Franks had no debt, thanks to a full-ride college scholarship, so getting a loan wasn’t hard.

For those with debt, smaller savings accounts or bad credit, buying that first home can be a lot trickier — especially in a metro area that’s seen costs skyrocket and starter home construction stagnate, said Andrew Abram, a Realtor with Vision Real Estate who’s on the committee that prepares the Market Trends Report for the Denver Metro Association of Realtors.

Market trends

The median sales price for single-family homes in the Denver metro area in September was $409,000, up 7.6 percent since last year, according to the Denver Metro Association of Realtors report, and inventory is down more than 5 percent. For condos and townhomes, the median sales price was $268,000, up 11.2 percent over the same time last year.

However, things may be looking up for first-time buyers, Abram said, as condo construction is finally picking up after more than a decade of stagnation commonly blamed on the so-called construction defects law, which established a low threshold for suing condo builders.

Condos, commonly seen as a steppingstone for first-time buyers, saw construction increase nearly 20 percent over this time last year, according to the DMAR report, which may be attributable to the impact of House Bill 1279, a law that took effect this year that raises the standards for suing builders.

While the median sale price of condos was on the rise, they were staying on the market longer — 39 days on average, up more than 25 percent over last year.

Larger trends suggest the Denver real estate frenzy may be nearing its peak, Abram said, which can ease pressure on first-time buyers.

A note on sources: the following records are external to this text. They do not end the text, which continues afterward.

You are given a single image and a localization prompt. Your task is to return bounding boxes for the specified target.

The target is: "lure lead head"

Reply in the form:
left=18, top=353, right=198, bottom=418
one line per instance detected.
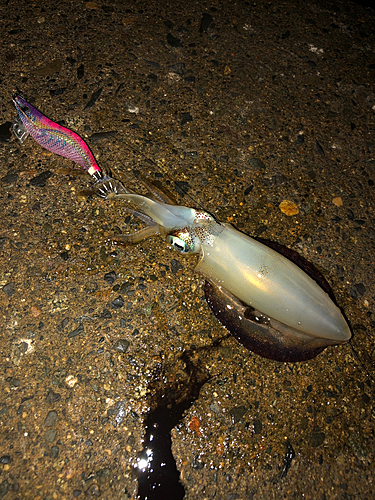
left=166, top=227, right=201, bottom=254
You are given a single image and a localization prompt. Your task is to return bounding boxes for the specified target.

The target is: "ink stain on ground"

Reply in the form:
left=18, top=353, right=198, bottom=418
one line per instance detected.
left=0, top=0, right=375, bottom=500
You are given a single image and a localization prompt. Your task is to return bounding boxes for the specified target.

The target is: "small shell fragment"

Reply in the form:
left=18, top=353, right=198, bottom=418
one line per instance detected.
left=279, top=200, right=299, bottom=216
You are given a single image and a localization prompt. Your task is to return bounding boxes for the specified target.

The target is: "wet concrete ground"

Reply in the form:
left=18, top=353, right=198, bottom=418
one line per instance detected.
left=0, top=0, right=375, bottom=500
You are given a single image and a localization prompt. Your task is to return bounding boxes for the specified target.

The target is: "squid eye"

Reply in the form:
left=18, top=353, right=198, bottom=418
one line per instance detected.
left=167, top=235, right=190, bottom=253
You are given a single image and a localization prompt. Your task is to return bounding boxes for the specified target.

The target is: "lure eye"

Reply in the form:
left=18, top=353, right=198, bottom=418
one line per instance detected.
left=167, top=235, right=190, bottom=253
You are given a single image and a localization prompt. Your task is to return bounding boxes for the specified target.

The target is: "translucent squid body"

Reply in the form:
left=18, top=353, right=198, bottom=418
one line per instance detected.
left=13, top=96, right=351, bottom=361
left=99, top=184, right=351, bottom=361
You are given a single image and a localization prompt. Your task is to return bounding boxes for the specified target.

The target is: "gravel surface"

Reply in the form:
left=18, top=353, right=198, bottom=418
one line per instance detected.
left=0, top=0, right=375, bottom=500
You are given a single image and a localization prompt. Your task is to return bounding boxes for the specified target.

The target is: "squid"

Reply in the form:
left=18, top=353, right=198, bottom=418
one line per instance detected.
left=99, top=181, right=351, bottom=362
left=13, top=96, right=351, bottom=362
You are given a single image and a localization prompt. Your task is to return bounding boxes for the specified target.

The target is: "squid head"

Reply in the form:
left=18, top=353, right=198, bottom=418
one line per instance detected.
left=104, top=188, right=351, bottom=361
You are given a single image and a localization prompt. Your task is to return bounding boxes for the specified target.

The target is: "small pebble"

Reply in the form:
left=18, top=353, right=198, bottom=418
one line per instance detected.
left=104, top=271, right=117, bottom=285
left=44, top=410, right=57, bottom=427
left=111, top=295, right=125, bottom=309
left=279, top=200, right=299, bottom=216
left=332, top=196, right=342, bottom=207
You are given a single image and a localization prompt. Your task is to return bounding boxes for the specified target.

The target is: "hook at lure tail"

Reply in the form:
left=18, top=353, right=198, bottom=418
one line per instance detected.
left=12, top=94, right=106, bottom=181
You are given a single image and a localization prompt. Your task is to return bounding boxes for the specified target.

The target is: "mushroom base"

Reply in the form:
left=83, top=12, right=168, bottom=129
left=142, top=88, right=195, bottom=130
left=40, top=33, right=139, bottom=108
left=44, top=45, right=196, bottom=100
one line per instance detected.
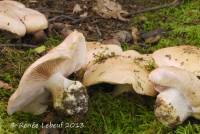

“It’s still relatively difficult, but it’s slowed down enough recently for first-time homebuyers to actually have time to think about their decision rather than seeing a house and writing an offer on the spot,” Abram said. “I think that’s much more healthy to allow people some time to think about one of the biggest purchases of their lives.”

Sweetening the deal

Plenty of first-time homebuyers will find themselves repeatedly outbid by investors who can lay cash on the barrelhead, said Del Van Essen, a senior loan officer with People’s National Bank, who has worked with first-time buyers for more than 30 years.

“That’s why it’s important to get in with a loan officer at a mortgage company three months before you’re hoping to buy, so you can get pre-approved for a loan,” Van Essen said. “That way, if you have skeletons in your closet, they can help you fix that.”

If you have credit problems, working with collection agencies or getting a secured credit card can improve your credit, Van Essen said.

There are a variety of programs to help first-time buyers come up with a down payment, Van Essen said. The Colorado Housing and Finance Authority, for instance, gives grants of up to 4 percent of a down payment for first-time buyers. The Metro Mortgage Assistance Program and Colorado Housing Assistance Corporation can also help.

Getting pre-approved for a loan means baring it all, Van Essen said, and buyers should be ready to provide paystubs, two years of W2s, tax returns, bank statements, and to have their credit statements pulled.

Buyers can expect to be outbid a few times, Abram said, so it’s important not to get too fixated on a particular property.

“It is an exhaustive process,” Abram said. “At first it’s so much fun, then you get emotionally attached to a property, then you might put in an offer and not get it. Stick with it.”

Buyers with less up-front cash can incentivize sellers by offering to waive appraisal contingencies, Abram said, or by writing a letter to sellers explaining why they connect with the house.

“Normally a seller has lived in that house for a long time and have a deep emotional connection,” Abram said. “Sellers like to connect with someone who’s going to take care of the house.”

Living in a bubble?

With houses in once-middle-class neighborhoods selling for almost half a million dollars, the question remains: Is this a real estate bubble?

“Well, that’s the hundred-thousand-dollar question,” Van Essen said. “There are still a lot of people moving here. There might be some stagnation of prices, but as long as rents are high and people are still coming, prices will probably continue to climb. It’s still a good investment.”

Still, high prices mean that mortgage payments are high as well. Van Essen said at the low end, for a small condo in a less-desirable neighborhood, a buyer can probably expect to pay $1,500 a month — and although such prices are comparable with rent, it means buyers would do well to have an income three times the payment, or $4,500 a month.

Franks said the hassle of buying was well worth it. Her townhome has climbed $20,000 in value since last year, and she’s happy to have a place of her own.

“Plus, I love that I won’t have to move again soon,” she said.